Key insights and market outlook
PT Timah Tbk meminta dukungan Komisi XII DPR untuk mengatasi penambangan timah ilegal melalui peningkatan regulasi dan legalisasi penambangan masyarakat. Perusahaan meminta peraturan turunan untuk memberi wewenang kepada mereka untuk mengembalikan semua bijih timah dari kegiatan penambangan di wilayah IUP (Izin Usaha Pertambangan) mereka, dengan tujuan menstabilkan produksi dan melawan penambangan ilegal. Langkah ini merupakan bagian dari upaya yang lebih luas untuk meningkatkan tata kelola dan praktik perdagangan di industri timah.

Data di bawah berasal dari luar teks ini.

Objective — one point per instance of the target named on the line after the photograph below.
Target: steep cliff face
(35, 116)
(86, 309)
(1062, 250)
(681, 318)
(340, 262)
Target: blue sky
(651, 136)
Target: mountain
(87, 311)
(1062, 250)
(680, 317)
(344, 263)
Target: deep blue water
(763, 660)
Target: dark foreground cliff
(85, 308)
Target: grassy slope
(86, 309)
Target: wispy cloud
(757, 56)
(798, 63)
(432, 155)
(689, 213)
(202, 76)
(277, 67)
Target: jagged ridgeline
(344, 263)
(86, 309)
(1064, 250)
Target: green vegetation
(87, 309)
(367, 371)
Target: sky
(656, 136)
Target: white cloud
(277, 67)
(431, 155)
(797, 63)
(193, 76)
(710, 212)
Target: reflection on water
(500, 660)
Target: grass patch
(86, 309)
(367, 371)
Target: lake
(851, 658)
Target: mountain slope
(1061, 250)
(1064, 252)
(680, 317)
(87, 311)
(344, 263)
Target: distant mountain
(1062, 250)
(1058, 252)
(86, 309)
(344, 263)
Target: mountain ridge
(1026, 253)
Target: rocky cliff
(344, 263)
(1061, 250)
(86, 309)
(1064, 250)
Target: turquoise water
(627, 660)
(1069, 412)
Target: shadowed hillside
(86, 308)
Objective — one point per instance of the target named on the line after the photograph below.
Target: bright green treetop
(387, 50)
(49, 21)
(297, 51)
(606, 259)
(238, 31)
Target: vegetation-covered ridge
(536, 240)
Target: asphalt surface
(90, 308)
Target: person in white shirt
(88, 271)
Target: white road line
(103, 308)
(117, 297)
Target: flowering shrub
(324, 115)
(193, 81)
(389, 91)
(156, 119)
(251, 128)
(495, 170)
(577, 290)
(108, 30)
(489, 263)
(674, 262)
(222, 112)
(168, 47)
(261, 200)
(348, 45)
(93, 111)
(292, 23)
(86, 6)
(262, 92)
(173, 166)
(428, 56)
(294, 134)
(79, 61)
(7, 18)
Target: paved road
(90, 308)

PT Timah Tbk telah secara resmi meminta dukungan dari Komisi XII DPR untuk memperkuat upaya mereka melawan penambangan timah ilegal dan menstabilkan produksi timah nasional. Direktur Produksi & Komersial PT Timah, Ilhamsyah Mahendra, mempresentasikan tiga permintaan utama selama pertemuan dengan komisi pada 11 November 2025.
Peraturan Turunan untuk Pengembalian Bijih Timah PT Timah mencari peraturan turunan yang akan memberi mereka wewenang untuk mengembalikan semua bijih timah yang diekstraksi dari wilayah IUP mereka. Regulasi ini bertujuan untuk menekan kegiatan penambangan ilegal dan memastikan bahwa semua bijih timah disalurkan melalui operasi perusahaan resmi. Perusahaan percaya bahwa ini akan menghasilkan tingkat produksi yang lebih stabil dan konsisten, yang sangat penting mengingat permintaan timah global.
Percepatan PP Turunan dari UU Minerba Perusahaan juga mendesak pemerintah untuk mempercepat penerbitan Peraturan Pemerintah (PP) turunan dari Undang-Undang Minerba. Regulasi ini diharapkan dapat mendukung peningkatan tata kelola dan praktik perdagangan di industri timah, khususnya dalam menetapkan timah sebagai mineral kritis strategis dan mempromosikan kegiatan hilirisasi.
Legalisasi dan Pembinaan Penambangan Masyarakat PT Timah berupaya melegalkan operasi penambangan masyarakat di dalam wilayah IUP mereka melalui pengaturan kerjasama, seperti koperasi. Perusahaan telah memulai proyek percontohan dengan lima koperasi di wilayah Bangka Belitung. Pendekatan ini bertujuan untuk memberikan mekanisme kompensasi yang adil bagi penambang masyarakat sambil memastikan bahwa kegiatan mereka tunduk pada kepatuhan regulasi.
Permintaan yang dibuat oleh PT Timah mencerminkan tantangan kompleks yang dihadapi sektor pertambangan timah Indonesia, di mana penambangan ilegal tetap menjadi masalah persisten. Dengan mencari dukungan regulasi yang lebih kuat dan melibatkan penambang masyarakat, PT Timah bertujuan untuk menciptakan lingkungan pertambangan yang lebih berkelanjutan dan teregulasi. Langkah ini diharapkan memiliki implikasi positif baik bagi stabilitas operasional perusahaan maupun industri timah yang lebih luas di Indonesia.